Просто молча на него уставилась, а он на нее. Их разделяло всего несколько футов, но ни тот, ни другая не торопились сократить это расстояние. Я знал от Энтипи, что она еще не готова была простить родителей за то, что те услали ее в монастырь.
Король первым сделал шаг по направлению к ней. Только один шаг, единственный. Принцесса в некотором замешательстве взглянула на него. Король вопросительно изогнул бровь. И тогда она, поняв, чего он от нее ждет, тоже шагнула ему навстречу. И остановилась.
Следующий шаг снова сделал король. А потом — принцесса. И так наконец они подступили вплотную друг к другу.
— Господи, — тихо и проникновенно произнес Рунсибел. Я едва расслышал его слова. — Ты — вылитая мать. Ничего моего нет и в помине. Прими мои поздравления.
Принцесса улыбнулась открытой и милой улыбкой. Вот сейчас ее нипочем нельзя было принять за умалишенную.

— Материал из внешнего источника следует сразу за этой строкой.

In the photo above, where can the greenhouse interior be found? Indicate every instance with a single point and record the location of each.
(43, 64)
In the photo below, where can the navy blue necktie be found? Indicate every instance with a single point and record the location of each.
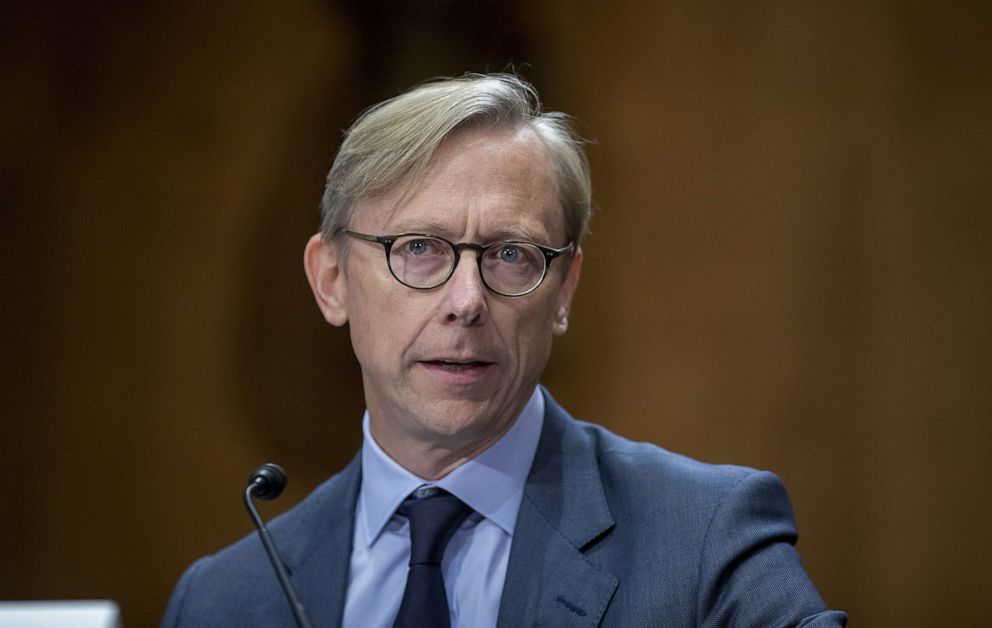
(433, 521)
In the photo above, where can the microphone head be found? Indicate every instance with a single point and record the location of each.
(269, 481)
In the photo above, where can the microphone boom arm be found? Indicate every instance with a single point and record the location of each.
(299, 614)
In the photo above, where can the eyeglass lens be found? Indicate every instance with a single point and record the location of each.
(507, 267)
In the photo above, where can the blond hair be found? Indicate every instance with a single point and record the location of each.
(392, 143)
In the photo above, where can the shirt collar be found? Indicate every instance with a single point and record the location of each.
(492, 483)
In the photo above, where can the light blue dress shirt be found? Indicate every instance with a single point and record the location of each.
(475, 561)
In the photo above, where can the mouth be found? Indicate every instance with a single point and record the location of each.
(456, 366)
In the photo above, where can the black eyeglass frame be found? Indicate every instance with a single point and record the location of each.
(387, 241)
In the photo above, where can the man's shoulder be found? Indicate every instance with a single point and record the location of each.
(639, 464)
(646, 468)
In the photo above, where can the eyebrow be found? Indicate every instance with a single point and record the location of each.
(433, 227)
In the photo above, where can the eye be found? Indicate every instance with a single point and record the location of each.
(421, 246)
(509, 253)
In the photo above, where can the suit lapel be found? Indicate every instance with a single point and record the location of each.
(320, 547)
(549, 580)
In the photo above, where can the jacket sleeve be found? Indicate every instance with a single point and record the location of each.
(750, 573)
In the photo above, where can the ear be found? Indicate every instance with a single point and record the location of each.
(326, 277)
(565, 294)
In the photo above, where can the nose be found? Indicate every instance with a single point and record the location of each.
(465, 294)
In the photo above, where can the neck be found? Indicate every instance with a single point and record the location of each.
(431, 458)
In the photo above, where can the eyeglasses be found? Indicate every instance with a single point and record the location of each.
(422, 262)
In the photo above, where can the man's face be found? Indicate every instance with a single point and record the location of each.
(482, 186)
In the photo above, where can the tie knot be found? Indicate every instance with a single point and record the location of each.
(433, 521)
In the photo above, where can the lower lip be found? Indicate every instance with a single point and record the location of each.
(459, 375)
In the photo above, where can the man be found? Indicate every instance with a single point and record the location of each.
(450, 243)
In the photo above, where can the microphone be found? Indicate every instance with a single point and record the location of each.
(267, 482)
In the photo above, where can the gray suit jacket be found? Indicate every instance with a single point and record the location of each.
(610, 533)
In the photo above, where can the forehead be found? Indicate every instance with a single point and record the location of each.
(481, 184)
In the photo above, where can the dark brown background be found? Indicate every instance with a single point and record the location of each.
(790, 267)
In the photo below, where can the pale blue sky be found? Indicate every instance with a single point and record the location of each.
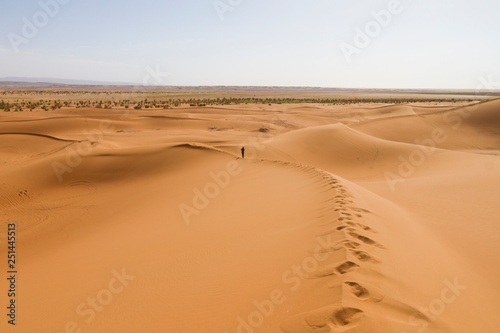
(429, 44)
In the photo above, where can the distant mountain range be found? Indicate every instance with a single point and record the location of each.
(70, 84)
(52, 81)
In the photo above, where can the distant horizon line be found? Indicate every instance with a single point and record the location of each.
(33, 81)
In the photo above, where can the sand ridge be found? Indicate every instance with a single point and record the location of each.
(353, 218)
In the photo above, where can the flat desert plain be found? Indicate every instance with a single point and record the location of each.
(340, 218)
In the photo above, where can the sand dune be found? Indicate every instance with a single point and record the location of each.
(358, 218)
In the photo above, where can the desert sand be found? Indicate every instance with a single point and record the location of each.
(356, 218)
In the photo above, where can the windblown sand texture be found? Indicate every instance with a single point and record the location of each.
(360, 218)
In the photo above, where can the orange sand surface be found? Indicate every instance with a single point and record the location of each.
(357, 218)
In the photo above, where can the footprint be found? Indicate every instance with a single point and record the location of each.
(364, 256)
(366, 240)
(334, 318)
(351, 245)
(346, 267)
(367, 228)
(358, 290)
(338, 269)
(363, 293)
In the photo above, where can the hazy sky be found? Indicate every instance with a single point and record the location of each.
(329, 43)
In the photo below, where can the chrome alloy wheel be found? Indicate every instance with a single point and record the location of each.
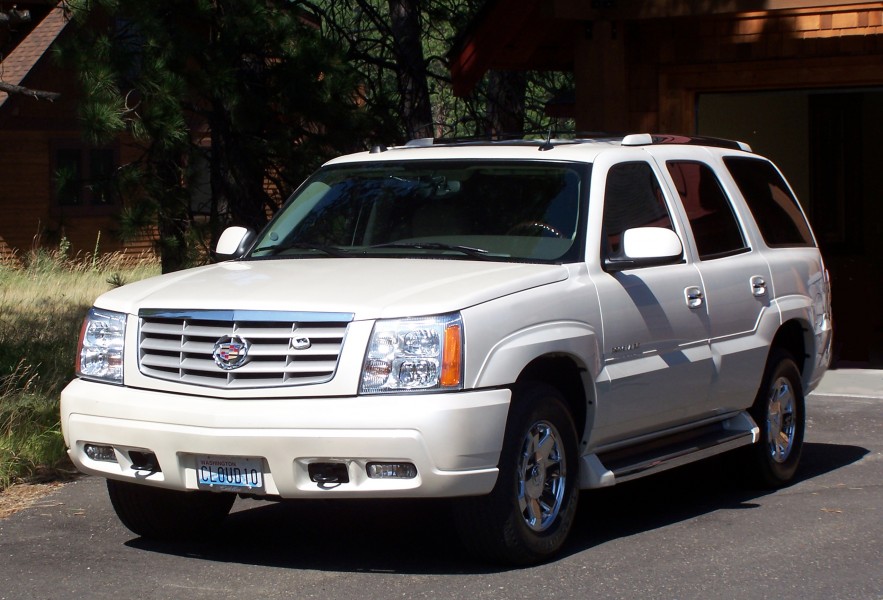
(541, 476)
(781, 420)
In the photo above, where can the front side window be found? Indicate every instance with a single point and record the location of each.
(521, 211)
(633, 198)
(715, 228)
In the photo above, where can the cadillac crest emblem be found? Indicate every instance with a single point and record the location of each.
(231, 352)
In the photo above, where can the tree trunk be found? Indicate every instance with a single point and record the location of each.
(408, 49)
(506, 91)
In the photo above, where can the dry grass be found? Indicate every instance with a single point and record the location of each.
(43, 298)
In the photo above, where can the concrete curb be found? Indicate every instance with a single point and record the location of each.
(859, 383)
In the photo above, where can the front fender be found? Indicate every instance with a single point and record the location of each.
(510, 355)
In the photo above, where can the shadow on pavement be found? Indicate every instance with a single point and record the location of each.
(418, 536)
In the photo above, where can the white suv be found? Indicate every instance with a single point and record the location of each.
(504, 324)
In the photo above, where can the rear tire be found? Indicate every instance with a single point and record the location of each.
(780, 412)
(527, 516)
(162, 514)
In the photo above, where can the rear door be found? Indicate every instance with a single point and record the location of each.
(736, 276)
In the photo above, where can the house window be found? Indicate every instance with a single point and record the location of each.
(84, 176)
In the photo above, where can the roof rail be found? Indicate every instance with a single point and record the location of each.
(646, 139)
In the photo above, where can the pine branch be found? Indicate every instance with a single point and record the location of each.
(23, 91)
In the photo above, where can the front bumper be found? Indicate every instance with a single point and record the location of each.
(454, 439)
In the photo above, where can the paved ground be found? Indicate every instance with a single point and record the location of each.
(686, 534)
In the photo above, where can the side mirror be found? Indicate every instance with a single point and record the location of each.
(646, 247)
(234, 242)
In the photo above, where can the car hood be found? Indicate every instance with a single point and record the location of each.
(366, 287)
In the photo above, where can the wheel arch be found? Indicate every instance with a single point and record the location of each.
(794, 337)
(565, 374)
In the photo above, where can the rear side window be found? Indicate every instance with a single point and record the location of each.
(715, 228)
(633, 198)
(775, 210)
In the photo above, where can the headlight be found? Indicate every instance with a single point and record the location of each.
(100, 353)
(414, 354)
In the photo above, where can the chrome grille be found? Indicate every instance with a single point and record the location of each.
(178, 346)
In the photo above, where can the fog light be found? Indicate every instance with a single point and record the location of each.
(102, 453)
(392, 471)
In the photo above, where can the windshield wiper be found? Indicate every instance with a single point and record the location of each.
(329, 250)
(467, 250)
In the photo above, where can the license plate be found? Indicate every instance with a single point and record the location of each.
(229, 473)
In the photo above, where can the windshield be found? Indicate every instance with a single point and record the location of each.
(521, 211)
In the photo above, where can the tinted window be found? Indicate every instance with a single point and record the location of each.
(775, 210)
(715, 228)
(633, 198)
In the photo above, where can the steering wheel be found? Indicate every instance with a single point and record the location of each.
(543, 229)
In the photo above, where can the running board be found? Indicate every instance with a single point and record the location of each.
(608, 468)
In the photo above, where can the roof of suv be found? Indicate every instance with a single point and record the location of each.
(581, 149)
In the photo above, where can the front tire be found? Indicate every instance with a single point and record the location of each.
(527, 516)
(780, 412)
(162, 514)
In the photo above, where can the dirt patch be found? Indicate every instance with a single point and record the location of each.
(33, 490)
(24, 495)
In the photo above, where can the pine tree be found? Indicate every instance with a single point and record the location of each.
(248, 88)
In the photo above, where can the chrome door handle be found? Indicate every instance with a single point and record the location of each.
(758, 286)
(694, 296)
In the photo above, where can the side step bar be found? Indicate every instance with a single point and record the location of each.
(623, 464)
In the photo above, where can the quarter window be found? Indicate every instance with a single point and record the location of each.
(775, 209)
(715, 228)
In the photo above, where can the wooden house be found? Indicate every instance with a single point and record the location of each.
(800, 81)
(40, 138)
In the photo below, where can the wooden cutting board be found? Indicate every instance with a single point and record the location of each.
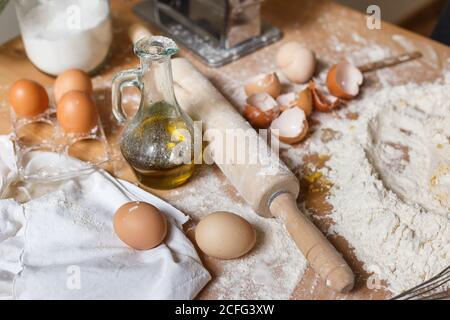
(312, 22)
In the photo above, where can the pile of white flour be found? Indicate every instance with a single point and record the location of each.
(383, 167)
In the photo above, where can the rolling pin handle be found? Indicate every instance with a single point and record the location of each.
(316, 248)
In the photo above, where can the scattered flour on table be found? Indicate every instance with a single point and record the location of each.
(271, 270)
(390, 167)
(391, 198)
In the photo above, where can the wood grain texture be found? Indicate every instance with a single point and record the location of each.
(309, 21)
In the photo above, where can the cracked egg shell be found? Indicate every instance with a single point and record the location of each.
(291, 126)
(268, 83)
(344, 79)
(260, 110)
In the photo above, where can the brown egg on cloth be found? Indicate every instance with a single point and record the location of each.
(76, 112)
(72, 80)
(140, 225)
(225, 235)
(28, 98)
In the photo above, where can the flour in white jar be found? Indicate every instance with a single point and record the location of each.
(73, 34)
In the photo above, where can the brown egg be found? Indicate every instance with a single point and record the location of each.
(260, 110)
(76, 112)
(225, 235)
(72, 80)
(28, 98)
(140, 225)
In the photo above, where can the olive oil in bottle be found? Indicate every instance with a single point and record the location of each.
(158, 141)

Рунсибел вскинул руки, чтобы обнять свое дитя, но, видя, что Энтипи не спешит прильнуть к его груди, несмело спросил:
— Ты позволишь?
— Что? — Она сделала вид, что не поняла его, и тогда король выразительно шлепнул левой ладонью по своему правому предплечью. Видимо, этот жест что-то напомнил принцессе. Хихикнув, она закивала головой: — Ну да, это будет вполне уместно. — И только тогда он заключил ее в объятия.

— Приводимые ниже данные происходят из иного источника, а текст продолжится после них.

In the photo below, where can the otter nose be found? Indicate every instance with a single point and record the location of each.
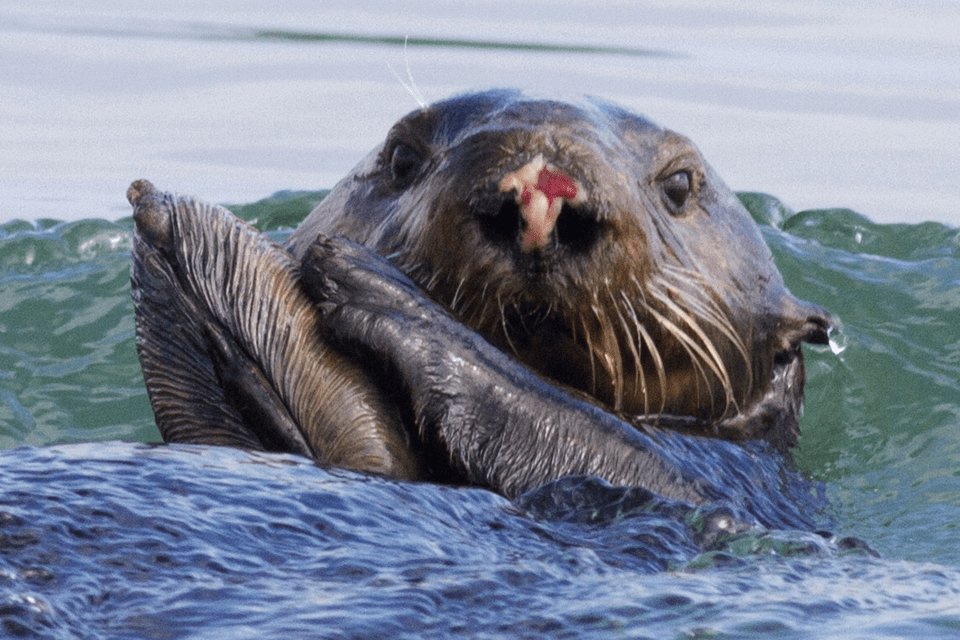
(539, 193)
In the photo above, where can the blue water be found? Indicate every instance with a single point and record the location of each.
(106, 539)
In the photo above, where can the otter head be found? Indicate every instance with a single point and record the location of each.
(597, 247)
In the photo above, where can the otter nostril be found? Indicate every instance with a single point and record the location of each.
(577, 228)
(499, 224)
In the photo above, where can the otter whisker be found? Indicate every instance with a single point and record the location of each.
(706, 349)
(639, 380)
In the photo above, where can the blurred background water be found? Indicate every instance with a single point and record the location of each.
(822, 103)
(846, 112)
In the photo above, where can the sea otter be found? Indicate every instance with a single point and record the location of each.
(507, 290)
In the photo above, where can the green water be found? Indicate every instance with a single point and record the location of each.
(881, 421)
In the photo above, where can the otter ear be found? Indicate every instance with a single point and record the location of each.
(804, 321)
(405, 163)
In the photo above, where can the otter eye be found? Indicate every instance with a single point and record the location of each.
(676, 190)
(404, 163)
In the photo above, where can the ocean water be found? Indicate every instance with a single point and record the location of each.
(104, 536)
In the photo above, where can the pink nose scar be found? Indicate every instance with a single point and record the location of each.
(540, 193)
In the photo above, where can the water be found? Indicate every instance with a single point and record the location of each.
(124, 540)
(822, 104)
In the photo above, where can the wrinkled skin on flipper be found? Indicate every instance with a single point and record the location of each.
(504, 427)
(231, 349)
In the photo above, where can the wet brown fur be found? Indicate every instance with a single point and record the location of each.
(659, 314)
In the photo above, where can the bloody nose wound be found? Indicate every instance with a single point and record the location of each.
(540, 192)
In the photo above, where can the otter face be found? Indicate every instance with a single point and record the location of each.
(598, 248)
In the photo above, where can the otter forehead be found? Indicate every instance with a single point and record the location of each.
(449, 122)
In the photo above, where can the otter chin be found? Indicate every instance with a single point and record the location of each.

У меня словно камень с души свалился. Ведь Энтипи при ее импульсивности и непредсказуемости вполне могла выхватить из-за пояса кинжал и одним его взмахом совершить отцеубийство и государственный переворот. Но нет, она, похоже, искренне рада была видеть папашу.
— Я ужасно по тебе скучал, — вздохнул Рунсибел.

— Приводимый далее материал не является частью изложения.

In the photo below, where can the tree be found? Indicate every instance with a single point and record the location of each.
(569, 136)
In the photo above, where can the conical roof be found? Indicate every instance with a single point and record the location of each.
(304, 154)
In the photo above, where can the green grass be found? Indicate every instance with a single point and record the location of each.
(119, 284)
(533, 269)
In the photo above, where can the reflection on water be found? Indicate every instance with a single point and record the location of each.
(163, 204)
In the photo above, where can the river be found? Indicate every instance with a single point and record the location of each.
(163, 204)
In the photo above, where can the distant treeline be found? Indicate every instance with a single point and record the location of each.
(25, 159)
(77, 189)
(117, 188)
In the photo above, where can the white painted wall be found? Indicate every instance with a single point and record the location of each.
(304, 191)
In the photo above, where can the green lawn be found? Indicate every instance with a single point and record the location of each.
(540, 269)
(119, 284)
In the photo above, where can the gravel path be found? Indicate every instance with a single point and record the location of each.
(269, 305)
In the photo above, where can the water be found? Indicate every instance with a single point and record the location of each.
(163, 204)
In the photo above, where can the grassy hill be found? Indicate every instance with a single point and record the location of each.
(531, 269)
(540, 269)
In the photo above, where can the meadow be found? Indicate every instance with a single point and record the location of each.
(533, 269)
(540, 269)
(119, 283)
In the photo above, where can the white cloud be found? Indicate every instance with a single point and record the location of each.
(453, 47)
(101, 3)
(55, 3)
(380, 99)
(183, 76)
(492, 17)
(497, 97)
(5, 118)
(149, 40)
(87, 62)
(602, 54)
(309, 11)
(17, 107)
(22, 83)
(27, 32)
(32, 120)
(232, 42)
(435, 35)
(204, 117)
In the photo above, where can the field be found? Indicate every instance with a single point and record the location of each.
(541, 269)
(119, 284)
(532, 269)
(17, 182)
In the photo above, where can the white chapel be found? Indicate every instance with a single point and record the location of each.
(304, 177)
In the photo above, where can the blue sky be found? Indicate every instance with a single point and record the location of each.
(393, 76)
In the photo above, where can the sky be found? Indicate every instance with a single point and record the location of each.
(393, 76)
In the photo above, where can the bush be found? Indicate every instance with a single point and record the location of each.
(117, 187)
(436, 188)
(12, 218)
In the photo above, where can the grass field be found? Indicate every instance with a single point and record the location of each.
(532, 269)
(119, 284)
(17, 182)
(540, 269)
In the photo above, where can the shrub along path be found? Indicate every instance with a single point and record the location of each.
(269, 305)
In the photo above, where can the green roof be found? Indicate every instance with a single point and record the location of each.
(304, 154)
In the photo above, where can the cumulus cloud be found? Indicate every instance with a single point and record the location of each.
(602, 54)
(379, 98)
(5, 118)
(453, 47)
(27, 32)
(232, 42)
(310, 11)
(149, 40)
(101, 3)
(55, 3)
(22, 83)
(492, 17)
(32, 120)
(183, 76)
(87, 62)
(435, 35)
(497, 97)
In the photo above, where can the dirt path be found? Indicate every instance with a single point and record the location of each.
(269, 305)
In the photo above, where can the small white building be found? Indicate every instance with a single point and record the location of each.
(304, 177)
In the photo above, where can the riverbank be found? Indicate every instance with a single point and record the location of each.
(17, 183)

Энтипи отступила на шаг назад.
— Ты ни разу не навестил меня в обители.
— Верно.
— Хотя мог бы это сделать!
— Да.
— Что же тебе мешало?! — В голосе ее было столько досады и злости, что я снова забеспокоился, как бы эта встреча не закончилась кровопролитием.
— Я опасался, — печально произнес король, — что, увидев тебя там, не смог бы снова с тобой расстаться и забрал бы с собой. А ведь мы с твоей матерью решили… что ты должна… сполна получить от благочестивых жен… все то, что они способны были тебе дать: воспитание и образование. — Он слегка склонил голову набок. — Вижу, что мы не зря возлагали на них такие большие надежды. Добро пожаловать в Истерию, дорогая дочь!
Я никогда еще не слыхал столь пространных высказываний из уст нашего немногословного Рунсибела. Но Энтипи его слова, похоже, совсем не впечатлили. Она явно собиралась ответить родителю какой-то колкостью. И тут я решил вмешаться в их разговор. Разумеется, это было неслыханным нарушением протокола. Никто не смел вклиниваться в беседу августейших особ. Но я в ту минуту плевать хотел на протокол, как и вообще на весь белый свет. На душе было муторно, хотелось отдохнуть после тяжелой дороги. Да и вообще, мне за последние месяцы слишком много выпало невзгод и опасностей, грозивших куда более тяжкими последствиями, чем немилость короля. Короче, презрев все условности, я обратился к монарху:
— Ваше величество! — Разумеется, Рунсибел и Энтипи дружно на меня воззрились. — Не лучше ли вам будет продолжить этот разговор с ее высочеством в приватной обстановке, с глазу на глаз?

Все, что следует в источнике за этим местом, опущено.